The BC Teachers' Federation (BCTF) isn't waiting until current teacher contract negotiations are over or the provincial election results come in: they're taking the government back to court over reparations for Bills 27/28.

In a press release issued this morning, the BCTF announced it was headed to the B.C. Supreme Court this September to seek "restoration of the contractual provisions that were unconstitutionally deleted from the teachers' collective agreement."

On April 13, 2011, Madame Justice Susan Griffin ruled Bills 27/28, which legislated a teachers' contract in 2002 and took away teachers' ability to negotiate class size and composition, was unconstitutional. Justice Griffin ruled the government had one year to remove the laws and return teacher bargaining rights.

Government responded in 2012 with Bill 22, the Education Improvement Act, which established caps on class sizes and promised financial compensation to teachers with classes over the limit. The BCTF was unimpressed, however, and told The Tyee at the time that Bill 22 "immediately reinstates these provisions (from Bills 27/28) in identical terms in the same section of the same law."

This is in a sense old news. The union announced it was taking the government back to court last summer over a dispute about what Justice Griffin's ruling meant. The original court date was scheduled for December 2012 but was pushed to fall 2013 because of problems with court availability.

The union took the government to court over the interpretation of Justice Griffin's ruling once before in 2011. Griffin responded in October 2011 by throwing the case out, telling the BCTF the courts "do not exist to give opinions on hypothetical situations."

But Lambert says this time is different. Teachers have the right to bargain class size and composition now, but during current teacher contract negotiations the government won't let them.

"They're at the table saying there is no funding for those kinds of provisions in teacher collective agreements. It's a hollow right if you can't exercise it," she told The Tyee, adding the government isn't bringing the resources required for any of the aspects of teacher contracts currently being bargained.

She wants the courts to restore the contract language to the pre-Bill 27/28 era, allowing teachers to negotiate class size and composition without being told they can't because there's no money.

"And I'm hoping that there will be a remedy beyond that for schools, teachers and students in terms of resourcing the system adequately."

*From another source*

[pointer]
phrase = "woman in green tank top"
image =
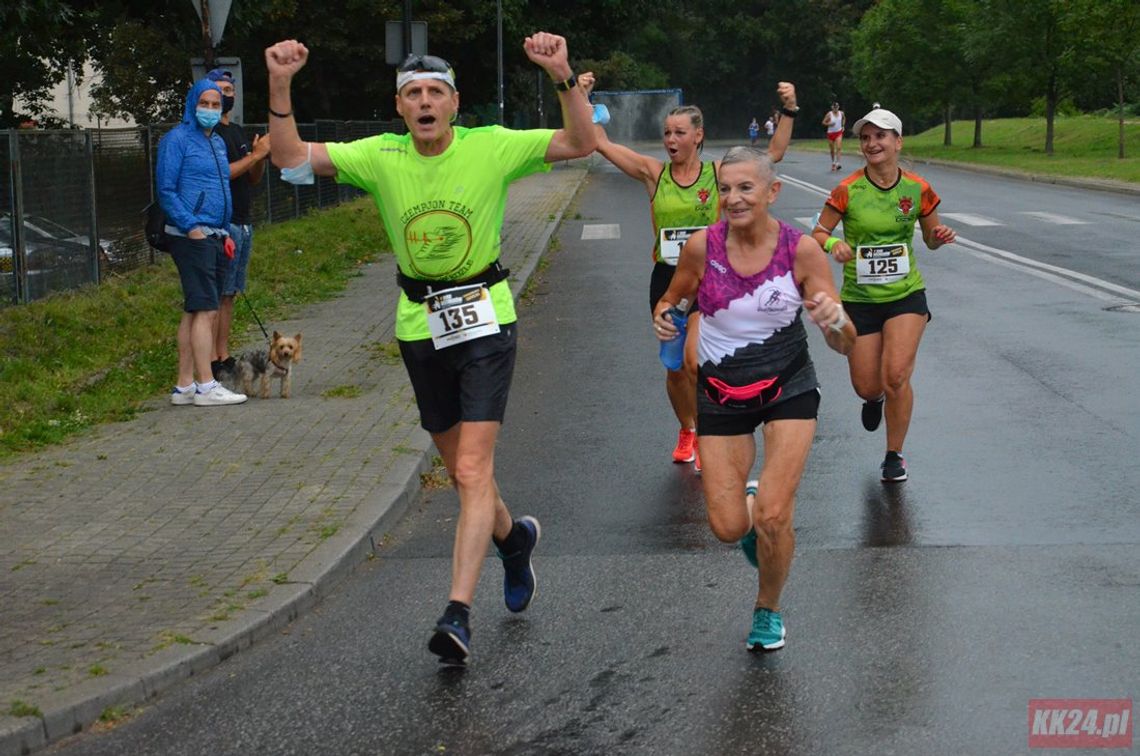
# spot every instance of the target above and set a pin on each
(683, 198)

Lambert says the union made the announcement today because it's the day before the second anniversary of Justice Griffin's initial ruling on Bills 27/28. But waiting for the May 14 election to determine who will form government next would be a pointless delay.

"Any government in power after the May election will have to deal with the implications of that decision. Any government in power should stop the court wrangling and put the money into public education," she said.

UPDATE: The Ministry of Education told The Tyee Minister Don McRae was unavailable for comment, but given the case was originally filed in 2012 there was nothing new in today's press release.